Asking prices for homes have trended upwards by nearly 10%, according to the Trulia Price Monitor, with some metro areas seeing double-digit price jumps.

The month of May saw asking prices rise in 98 out of the 100 largest metros, with national prices continuing their steady increase to a 9.5% year-over-year growth, says Trulia.  

Seasonally adjusted, prices rose 4% from May 2012, and were up 1.1% from the previous month. 

Out of the 10 least affordable markets tracked by Trulia, eight showed double-digit asking price increases. Seven of those are located in California, including Orange County, Oakland, and San Jose—all of which had price increases of more than 20%.

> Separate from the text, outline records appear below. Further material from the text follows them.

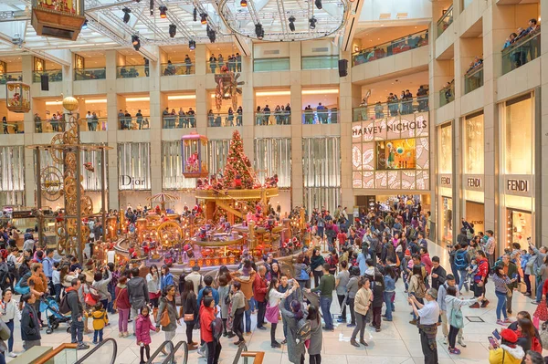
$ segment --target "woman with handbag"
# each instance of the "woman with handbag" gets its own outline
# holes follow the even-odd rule
[[[194,283],[191,281],[184,282],[184,292],[181,296],[179,316],[184,317],[184,325],[186,325],[188,349],[196,349],[198,343],[192,340],[192,330],[198,318],[198,301],[196,300],[196,294],[194,291]]]
[[[270,347],[272,348],[281,348],[281,345],[276,341],[276,328],[279,320],[279,301],[295,292],[299,288],[299,283],[294,281],[293,286],[285,293],[279,292],[279,281],[278,278],[273,277],[267,291],[268,303],[265,318],[270,323]]]
[[[162,327],[162,331],[165,334],[165,341],[171,341],[175,337],[177,324],[181,325],[175,306],[175,286],[174,285],[166,286],[162,296],[156,316],[156,328]]]
[[[121,276],[116,285],[116,299],[112,306],[113,309],[118,310],[118,338],[127,338],[130,336],[128,333],[128,321],[130,319],[130,310],[132,305],[130,304],[130,296],[128,295],[128,286],[126,283],[128,277]]]
[[[447,316],[449,323],[449,354],[458,355],[460,350],[455,348],[457,334],[458,330],[464,328],[461,308],[463,306],[473,305],[478,302],[478,298],[458,299],[457,297],[457,287],[448,286],[448,295],[446,296]]]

“Home prices are rising fastest in the local markets that were least affordable to begin with,” said Jed Kolko, Trulia’s Chief Economist, in a statement. “As the gap between the most and least affordable markets widens, more people in expensive markets like California will look to relocate to cheaper markets like Texas when the time comes to buy.”

Across the 10 least affordable housing markets, prices were up 16.3% on average, ranging from Long Island, N.Y. on the low end with a 1.1% increase to Oakland, Calif., where asking prices shot up 31.2%. 

Other markets on Trulia’s “least affordable” list include Honolulu, Hawaii, up 12.8% year-over-year, and San Francisco, up 19.6%. 

Trulia measures affordability  in terms of a 30-year mortgage with a 3.8% fixed interest rate on an 1,800-square-foot home at the local median asking price per foot, divided by the local average monthly wage for a worker.